Nah, guru saya sesungguhnya bukanlah mahluk yang teristimewa, bukan pula mursyid, bukan pula ahli dakwah, ahli politik, ahli hukum, ahli ekonomi, dan ahli-ahli yang lain. Saya tidak membatasi kepada mereka semua, bahkan saya menyatakan diri sebagai murid dari ragam bangsa binatang yang ada di planet bumi ini. Saya juga murid dari ragam tetumbuhan yang ada di sekitar kita maupun di hutan belantara sana. Penulis menilai bangsa-bangsa itu sebagai guru yang polos apa adanya, tak pernah berpamrih, dan mereka bangsa paling jujur di planet bumi. Tak luput pula, saya banyak belajar dari kehidupan bangsa lelembut, ragam titah gaib sama-sama mahluk hidup penghuni jagad raya. Namun saya juga tak akan sungkan untuk berguru kepada para pembaca di sini, kepada kawan, sahabat, handai taulan, keluarga, orang-orang terdekat, bahkan berguru kepada orang yang sekiranya membenci saya.

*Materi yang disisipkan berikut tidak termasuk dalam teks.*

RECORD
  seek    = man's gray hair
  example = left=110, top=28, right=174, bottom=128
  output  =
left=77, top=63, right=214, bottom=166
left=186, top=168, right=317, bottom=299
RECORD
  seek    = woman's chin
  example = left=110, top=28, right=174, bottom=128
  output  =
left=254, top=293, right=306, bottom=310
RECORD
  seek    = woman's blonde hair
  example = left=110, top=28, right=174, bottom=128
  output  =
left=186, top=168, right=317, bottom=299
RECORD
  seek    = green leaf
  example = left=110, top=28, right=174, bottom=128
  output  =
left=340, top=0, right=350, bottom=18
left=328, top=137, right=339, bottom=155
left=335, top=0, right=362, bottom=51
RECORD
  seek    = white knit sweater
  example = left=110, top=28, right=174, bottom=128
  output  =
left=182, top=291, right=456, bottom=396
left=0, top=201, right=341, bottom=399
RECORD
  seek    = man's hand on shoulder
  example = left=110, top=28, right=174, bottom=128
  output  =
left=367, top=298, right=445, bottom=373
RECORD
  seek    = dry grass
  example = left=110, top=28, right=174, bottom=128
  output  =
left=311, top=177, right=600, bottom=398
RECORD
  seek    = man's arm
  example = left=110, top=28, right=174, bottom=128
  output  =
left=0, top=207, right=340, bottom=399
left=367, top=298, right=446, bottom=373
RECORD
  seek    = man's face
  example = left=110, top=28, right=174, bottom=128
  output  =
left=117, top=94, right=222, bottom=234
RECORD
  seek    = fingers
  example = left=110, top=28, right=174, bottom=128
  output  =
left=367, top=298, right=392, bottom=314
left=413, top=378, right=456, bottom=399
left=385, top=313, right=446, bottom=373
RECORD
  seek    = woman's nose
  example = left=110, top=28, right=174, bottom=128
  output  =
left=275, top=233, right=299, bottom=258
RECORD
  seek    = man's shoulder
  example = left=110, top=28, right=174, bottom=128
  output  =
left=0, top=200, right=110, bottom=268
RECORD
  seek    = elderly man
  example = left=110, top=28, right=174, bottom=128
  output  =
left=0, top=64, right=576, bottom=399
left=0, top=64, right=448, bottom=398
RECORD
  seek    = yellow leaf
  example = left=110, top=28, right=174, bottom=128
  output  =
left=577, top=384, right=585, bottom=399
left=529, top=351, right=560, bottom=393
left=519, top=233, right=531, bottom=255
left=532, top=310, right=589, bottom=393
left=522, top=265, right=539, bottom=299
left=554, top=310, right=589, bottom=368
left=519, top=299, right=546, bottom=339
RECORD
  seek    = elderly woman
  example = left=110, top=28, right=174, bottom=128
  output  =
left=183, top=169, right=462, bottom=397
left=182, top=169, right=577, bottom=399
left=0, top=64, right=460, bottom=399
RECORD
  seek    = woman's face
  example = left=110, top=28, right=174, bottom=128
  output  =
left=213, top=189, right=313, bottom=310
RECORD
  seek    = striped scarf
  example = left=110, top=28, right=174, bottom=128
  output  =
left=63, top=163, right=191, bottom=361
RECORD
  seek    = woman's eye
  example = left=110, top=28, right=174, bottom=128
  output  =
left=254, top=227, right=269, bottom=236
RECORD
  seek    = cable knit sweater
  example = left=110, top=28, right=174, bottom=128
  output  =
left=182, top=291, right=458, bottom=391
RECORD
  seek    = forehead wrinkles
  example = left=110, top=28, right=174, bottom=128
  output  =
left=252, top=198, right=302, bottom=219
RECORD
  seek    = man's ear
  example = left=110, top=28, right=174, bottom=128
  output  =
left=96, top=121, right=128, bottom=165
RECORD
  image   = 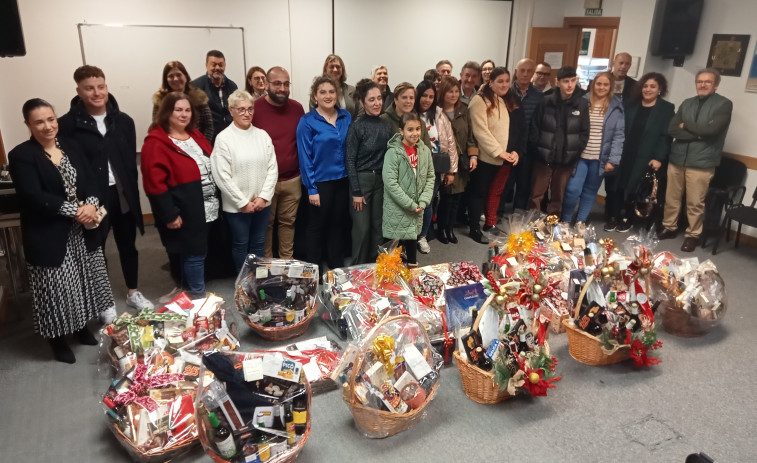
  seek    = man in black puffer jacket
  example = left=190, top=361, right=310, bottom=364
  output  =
left=58, top=65, right=153, bottom=323
left=528, top=66, right=590, bottom=217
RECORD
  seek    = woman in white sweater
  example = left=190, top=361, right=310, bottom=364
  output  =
left=210, top=90, right=279, bottom=272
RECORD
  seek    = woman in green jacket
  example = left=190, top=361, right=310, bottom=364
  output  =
left=604, top=72, right=675, bottom=233
left=382, top=111, right=434, bottom=266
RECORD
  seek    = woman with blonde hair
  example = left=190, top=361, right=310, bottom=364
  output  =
left=562, top=72, right=625, bottom=225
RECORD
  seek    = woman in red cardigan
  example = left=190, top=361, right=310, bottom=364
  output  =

Saya menyadari, sikap “gengsi menjadi
murid, dan bangga menjadi guru”, hanya membuat perkembangan ilmu
pengetahuan mengalami stagnasi, karena tanpa disadari sudah merasa
nyaman berada di dalam penjara kebodohan. Lebih baik sibuk menjadi murid
di sana-sini daripada sibuk menggurui siapa saja di mana-mana. Seorang
murid wajar bila dianggap bodoh, lain halnya jika seorang guru. Saya
tetap enjoy berguru kepada seseorang sekalipun oleh orang lain
dinilai bodoh. Bukankah setiap diri kita memiliki pengalaman hidup yang
berbeda dan beragam..?! Perbedaan dan keragaman pengalaman hidup
masing-masing orang justru dapat menjadi guru yang baik bagi orang lain.
Apakah sesungguhnya arti belajar ? Bagi saya pribadi, belajar pada
prinsipnya merupakan transformasi informasi mengenai fakta kehidupan
yang berbeda dari apa yang telah kita ketahui sebelumnya. Jika mau
belajar, belajarlah kepada heterogentitas fakta kehidupan supaya kita
menyadari segala sesuatu yang ada di luar diri. Belajar pada
homogentitas dan informasi yang telah kita peroleh sebelumnya sama
halnya sekedar kegiatan menghafal. Belajar hidup bukanlah sekedar
menghapal lalu mengucap secara repetitif hapalannya, melainkan setiap
saat mencari informasi kehidupan yang belum kita ketahui untuk kemudian
diimplementasikan dalam kehidupan sehari-hari. Itu baru disebut manusia
Jawa : jiwa kang kajawa atau Jawi : jiwa kang kajawi. Yakni mengaplikasikan ke dalam kehidupan sehari-hari apa yang telah dipahami.
Alam semesta ini menjadi indah manakala
kita saksikan adanya kebersamaan di atas keberagaman di antara mahluk
penghuninya. Homogentitas hanyalah merupakan bagian yang melengkapi
heterogenitas jagad semesta. Dengan kata lain homogenitas adalah unsur
dasar yang membentuk keberagaman atau heterogenitas. Dan di atas
keberagaman terdapatlah nilai yang bersifat universal. Jadi siapapun
yang mengingkari dan menolak keberagaman serta perbedaan, sungguh ia
telah melawan kodrat atau hukum alam. Kesadaran seperti ini haruslah
kita tanamkan jauh di dalam mindset kita. Dengan adanya kesadaran akan prinsip-prinsip hidup di atas dapat membawa kita untuk menghindari sikap “3G” yakni sikap golek menange dewe, golek butuhe dewe, dan golek benere dewe.
Konotasi 3G sebagai gambaran nyata pola pikir dan pola perilaku hidup
yang jahiliah, menolak kebenaran faktual. Perlu digarisbawahi, bahwa
sikap tidak soleha lebih tepatnya adalah sikap yang tak selaras dan
harmonis dengan hukum keseimbangan alam.